For the sumptuous blending and flaunt of colour, the spontaneous awakening of warm, throbbing new life, and all those inspiring miracles of regeneration which are performed elsewhere in April and May, the city-pent must wait until mid-October.

This is the spring of the city's year. There be those to hint captiously that they find it an affair of false seeming; that the gorgeous colouring is a mere trick of shop-window cunning; that the time is juiceless and devoid of all but the specious delights of surface. Yet these, perhaps, are unduly imaginative for a world where any satisfaction is held by a tenure precarious at best. And even these carpers, be they never so analytical, can at least find no lack of springtime fervour in the eager throngs that pass entranced before the window show. They, the free-swinging, quick-moving men and women—the best dressed of all throngs in this young world—sun-browned, sun-enlivened, recreated to a fine mettle for enjoyment by their months of mountain or ocean sport—these are, indeed, the ones for whom this afterspring is made to bloom. And, since they find it to be a shifting miracle of perfections, how are they to be quarrelled with?
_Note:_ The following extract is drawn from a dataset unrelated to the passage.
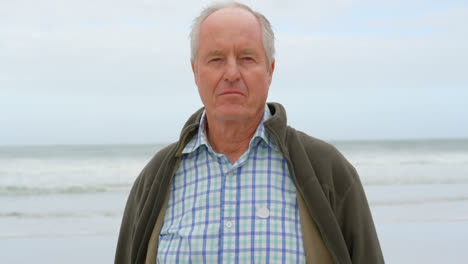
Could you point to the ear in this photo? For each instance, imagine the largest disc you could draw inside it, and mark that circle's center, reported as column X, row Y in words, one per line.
column 270, row 72
column 194, row 70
In the big polished windows waxen effigies of fine ladies, gracefully patient, display the latest dinner-gown from Paris, or the creamiest of be-ribboned tea-gowns. Or they pose in attitudes of polite adieux and greeting, all but smothered in a king's ransom of sable and ermine. Or, to the other extreme, they complacently permit themselves to be observed in the intimate revelations of Parisian lingerie, with its misty froth of embroideries, its fine-spun webs of foamy lace.

In another window, behold a sprightly and enlivening ballet of shapely silken hosiery, fitting its sculptured models to perfection, ranging in tints from the first tender green of spring foliage to the rose-pink of the spring sun's after-glow.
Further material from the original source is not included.